Let me figure out how to use a computer.
Sorry about this.
There we go; it's because
I've not woken up.
Last year I worked at Linaro in the
Enterprise group and we performed analysis
on so called 'Big Data' application sets.
As many of you know quite a lot of these
big data applications are written in Java.
I'm from ARM and we were very interested
in 64bit ARM support.
So this is mainly AArch64 examples
for things like assembler
but most of the messages are
pertinent for any architecture.
These good bits are shared between
most if not all the architectures.
Whilst trying to optimise a lot of
these big data applications
I stumbled a across quite a few things in
the JVM and I thought
'actually that's really clever;
that's really cool'
So I thought that would make a good
basis for an interesting talk.
This talk is essentially some of the
clever things I found in the
Java Virtual Machine; these
optimisations are in OpenJDK.
Source is available it's all there,
readily available and in play now.
I'm going to finish with some of the
optimisation work we did with Java.
People who know me will know
I'm not a Java zealot.
I don't particularly believe in
programming in a language over another one
So to make it clear from the outset
I'm not attempting to convert
anyone to Java programmers.
I'm just going to highlight a few salient
things in the Java Virtual Machine
which I found to be quite clever and
interesting
and I'll try and talk through them
with my understanding of them.
Let's jump straight in and let's
start with an example.
This is a minimal example for
computing a SHA1 sum of a file.
I've omitted some of the checking in the
beginning of the function see when
command line parsing and that sort of
thing.
I've highlighted the salient
points in red.
Essentially we instantiate a SHA1
crypto message service digest.
And we do the equivalent in
Java of an mmap.
Get it all in memory.
And then we just put this status straight
into the crypto engine.
And eventually at the end of the
program we'll spit out the SHA1 hash.
It's a very simple program.
It's basically mmap, SHA1, output
the hash afterwards.
In order to concentrate on the CPU
aspect rather than worry about IO
I decided to cheat a little bit by
setting this up.
I decided to use a sparse file. As many of
you know a sparse file is a file that not
all the contents are stored necessarily
on disc. The assumption is that the bits
that aren't stored are zero. For instance
on Linux you can create a 20TB sparse file
on a 10MB file system and use it as
normal.
Just don't write too much to it otherwise
you're going to run out of space.
The idea behind using a sparse file is I'm
just focusing on the computational aspects
of the SHA1 sum. I'm not worried about
the file system or anything like that.
I don't want to worry about the IO. I
just want to focus on the actual compute.

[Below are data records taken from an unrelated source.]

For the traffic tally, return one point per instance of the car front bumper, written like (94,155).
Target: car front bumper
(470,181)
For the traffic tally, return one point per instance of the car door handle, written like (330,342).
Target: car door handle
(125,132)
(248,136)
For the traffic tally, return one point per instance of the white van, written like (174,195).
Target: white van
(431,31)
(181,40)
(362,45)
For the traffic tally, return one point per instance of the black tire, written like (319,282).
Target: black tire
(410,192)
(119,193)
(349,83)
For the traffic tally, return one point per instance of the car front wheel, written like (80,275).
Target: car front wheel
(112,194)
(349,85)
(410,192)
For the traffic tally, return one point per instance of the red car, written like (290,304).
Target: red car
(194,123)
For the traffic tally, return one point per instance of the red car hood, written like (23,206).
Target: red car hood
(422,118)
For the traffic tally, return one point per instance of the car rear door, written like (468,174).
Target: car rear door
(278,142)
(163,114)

In order to set up a sparse file I used
the following runes.
The important point is that you seek
and the other important point
is you set a count otherwise you'll
fill your disc up.
I decided to run this against firstly
let's get the native SHA1 sum command
that's built into Linux and let's
normalise these results and say that's 1.0
I used an older version of the OpenJDK
and ran the Java program
and that's 1.09 times slower than the
reference command. That's quite good.
Then I used the new OpenJDK, this is now
the current JDK as this is a year on.
And 0.21 taken. It's significantly faster.
I've stressed that I've done nothing
surreptitious in the Java program.
It is mmap, compute, spit result out.
But the OpenJDK has essentially got
some more context information.
I'll talk about that as we go through.
Before when I started Java I had a very
simplistic view of Java.
Traditionally Java is taught as a virtual
machine that runs bytecode.
Now when you compile a Java program it
compiles into bytecode.
The older versions of the Java Virtual
Machine would interpret this bytecode
and then run through. Newer versions
would employ a just-in-time engine
and try and compile this bytecode
into native machine code.
That is not the only thing that goes on
when you run a Java program.
There is some extra optimisations as well.

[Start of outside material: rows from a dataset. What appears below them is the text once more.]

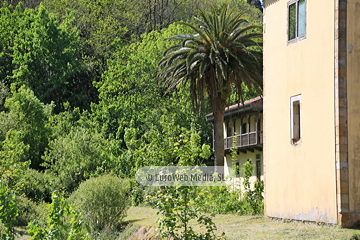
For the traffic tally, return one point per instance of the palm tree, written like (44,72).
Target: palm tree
(225,51)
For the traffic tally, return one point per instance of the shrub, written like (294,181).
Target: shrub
(103,201)
(63,222)
(30,211)
(8,213)
(36,185)
(177,206)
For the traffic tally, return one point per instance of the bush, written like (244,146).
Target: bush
(30,211)
(63,222)
(103,201)
(37,186)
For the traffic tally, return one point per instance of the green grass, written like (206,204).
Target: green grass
(252,227)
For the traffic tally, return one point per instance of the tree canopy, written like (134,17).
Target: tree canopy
(224,52)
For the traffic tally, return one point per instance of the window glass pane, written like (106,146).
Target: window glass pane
(292,21)
(301,18)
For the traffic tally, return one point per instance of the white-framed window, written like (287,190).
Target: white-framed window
(295,118)
(296,20)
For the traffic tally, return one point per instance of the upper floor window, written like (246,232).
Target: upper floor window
(296,20)
(295,118)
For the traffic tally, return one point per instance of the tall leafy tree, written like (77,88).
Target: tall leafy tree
(225,51)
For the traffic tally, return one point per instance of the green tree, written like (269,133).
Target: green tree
(224,52)
(29,117)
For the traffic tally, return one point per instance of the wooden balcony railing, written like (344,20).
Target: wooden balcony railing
(243,140)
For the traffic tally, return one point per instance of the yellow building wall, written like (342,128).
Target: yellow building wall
(353,90)
(300,181)
(242,159)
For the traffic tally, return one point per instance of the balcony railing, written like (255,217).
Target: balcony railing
(243,140)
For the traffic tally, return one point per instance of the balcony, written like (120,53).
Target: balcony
(246,141)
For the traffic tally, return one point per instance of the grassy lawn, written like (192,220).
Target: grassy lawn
(253,227)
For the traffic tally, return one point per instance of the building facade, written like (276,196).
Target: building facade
(243,130)
(311,114)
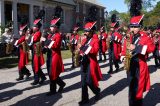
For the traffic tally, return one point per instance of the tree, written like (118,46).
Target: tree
(146,3)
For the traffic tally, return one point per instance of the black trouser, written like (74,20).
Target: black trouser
(24,71)
(39,75)
(86,81)
(100,55)
(156,58)
(53,83)
(112,61)
(73,58)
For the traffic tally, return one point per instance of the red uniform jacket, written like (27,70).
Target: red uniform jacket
(104,44)
(57,66)
(124,47)
(38,60)
(75,38)
(117,38)
(138,67)
(23,58)
(95,71)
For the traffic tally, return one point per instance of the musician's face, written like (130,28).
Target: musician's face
(53,29)
(135,30)
(74,32)
(21,32)
(112,29)
(86,33)
(35,29)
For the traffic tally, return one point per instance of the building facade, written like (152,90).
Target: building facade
(13,11)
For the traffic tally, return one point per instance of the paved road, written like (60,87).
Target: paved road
(114,89)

So this alone would not account for
the newer version of the SHA1
sum being significantly faster
than the distro supplied one.
Java knows about context. It has a class
library and these class libraries
have reasonably well defined purposes.
We have classes that provide
crypto services.
We have some misc unsafe that every
single project seems to pull in their
project when they're not supposed to.
These have well defined meanings.
These do not necessarily have to be
written in Java.
They come as Java classes,
they come supplied.
But most JVMs now have a notion
of a virtual machine intrinsic.
And the virtual machine intrinsic says ok
please do a SHA1 in the best possible way
that your implementation allows. This is
something done automatically by the JVM.
You don't ask for it. If the JVM knows
what it's running on and it's reasonably
recent this will just happen
for you for free.
And there's quite a few classes
that do this.
There's quite a few clever things with
atomics, there's crypto,
there's mathematical routines as well.
Most of these routines in the
class library have a well defined notion
of a virtual machine intrinsic
and they do run reasonably optimally.
They are a subject of continuous
optimisation as well.
We've got some runes that are
presented on the slides here.
These are quite useful if you
are interested in
how these intrinsics are made.
You can ask the JVM to print out a lot of
the just-in-time compiled code.
You can ask the JVM to print out the
native methods as well as these intrinsics
and in this particular case after sifting
through about 5MB of text
I've come across this particular SHA1 sum
implementation.
This is AArch64. This is employing the
cryptographic extensions
in the architecture.
So it's essentially using the CPU
instructions which would explain why
it's faster. But again it's done
all this automatically.
This did not require any specific runes
or anything to activate.
We'll see a bit later on how you can
more easily find the hot spots
rather than sifting through a lot
of assembler.
I've mentioned that the cryptographic
engine is employed and again
this routine was generated at run
time as well.
This is one of the important things about
certain execution of amps like Java.
You don't have to know everything at
compile time.
You know a lot more information at
run time and you can use that
in theory to optimise.
You can switch off these clever routines.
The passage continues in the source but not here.